Unlike many cellular processes, this one doesn’t appear to be regulated by an elaborate network of protein signals, she said. The membrane is literally just a bag, and how big that bag is determines how big the cell can grow.

“I was surprised that lipids were so dominant over proteins, because they’ve been kind of ignored,” she said.

“People don’t think about lipids,” Vadia said. “It probably goes back to the central dogma of biology that we’re all taught: DNA makes RNA makes protein, and proteins do everything. Lipids have been regarded as a sideshow.”

Raising the alarm

But the scientists weren’t done yet. “We knew that mutants that could not make a signaling molecule called guanosine tetraphosphate (ppGpp) were very sensitive to things that inhibited lipid synthesis, but nobody really understood why,” Levin said.

So next the lab ran experiments to track down the role of ppGpp in cell size. This molecule is an alarm signal, Vadia said. If E. coli encounters dire living conditions it starts to synthesize ppGpp, which shuts down DNA synthesis, protein synthesis, fatty-acid synthesis, and ribosome production, putting the cells in a quasi-dormant state (this is called “the stringent response”).

Under nutrient-rich conditions, ppGpp levels are extremely low, but as bacterial cells begin to starve they begin to rise.

To figure out more, Vadia exposed an E. coli mutant that cannot make ppGpp to an antibiotic that shuts down fatty-acid synthesis. Able to make more stuff but unable to make a bigger bag to put it in, the cells began to lyse, bursting at the seams.

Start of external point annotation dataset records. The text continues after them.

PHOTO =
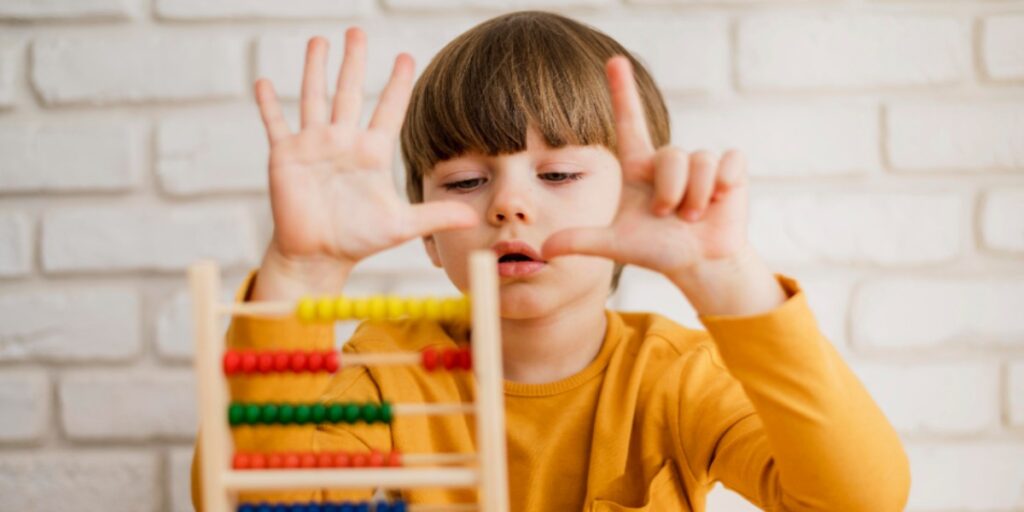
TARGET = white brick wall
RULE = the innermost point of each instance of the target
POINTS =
(886, 146)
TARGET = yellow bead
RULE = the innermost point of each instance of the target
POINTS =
(325, 308)
(395, 307)
(432, 309)
(360, 308)
(378, 307)
(343, 308)
(306, 309)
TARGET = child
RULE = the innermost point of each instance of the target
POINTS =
(545, 140)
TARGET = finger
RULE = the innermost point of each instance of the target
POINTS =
(269, 111)
(348, 97)
(587, 241)
(436, 216)
(671, 172)
(700, 184)
(394, 99)
(313, 87)
(631, 128)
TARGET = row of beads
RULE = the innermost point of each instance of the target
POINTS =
(307, 460)
(301, 414)
(246, 361)
(380, 307)
(395, 506)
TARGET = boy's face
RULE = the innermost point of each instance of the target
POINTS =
(527, 197)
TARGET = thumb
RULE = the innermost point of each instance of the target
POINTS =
(587, 241)
(435, 216)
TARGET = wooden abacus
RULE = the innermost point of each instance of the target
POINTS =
(225, 474)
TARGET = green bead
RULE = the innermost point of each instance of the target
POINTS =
(370, 413)
(351, 413)
(236, 414)
(317, 413)
(336, 413)
(253, 414)
(302, 414)
(269, 413)
(286, 414)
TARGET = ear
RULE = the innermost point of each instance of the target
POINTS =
(431, 246)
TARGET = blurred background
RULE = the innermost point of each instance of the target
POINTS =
(886, 145)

“It’s like the Incredible Hulk,” Levin said. “Rising levels of ppGpp tell the cell, ‘OK, we’re not making enough lipids; you’ve got to turn down these other things you’re making or we’ll burst through our clothing.’”

Again, the scientists tried pushing things the other way as well. They grew cells that overproduced both a ppGpp synthase and FadR. So these cells had high ppGpp, even in nutrient-rich conditions, which would normally make them small, but they also had high FadR, which allowed them to take advantage of the available nutrients to increase lipid synthesis.

Given enough lipids to grow a bigger bag, these cells bulked up.

“So lipids really dictate the size of everything else,” Levin said. “There’s a signaling pathway that says, ‘OK, we’re getting way too big for our britches, we have to shut down, stop eating so much, stop making so much.’

“This is true for the eukaryote Saccharomyces cerevisiae (yeast) as well as for E. coli and B. subtilis,” she said. “It’s probably true — I would be shocked if it’s not — across all organisms: that lipids limit the size of individual cells.”

Levin continued: “These experiments are the most fun thing we’ve ever done. So many ideas that had been ill-defined suddenly snapped into focus, which is what every research scientist hopes for.”


This work was supported by NIH grants GM64671, GM084003 and GM053959.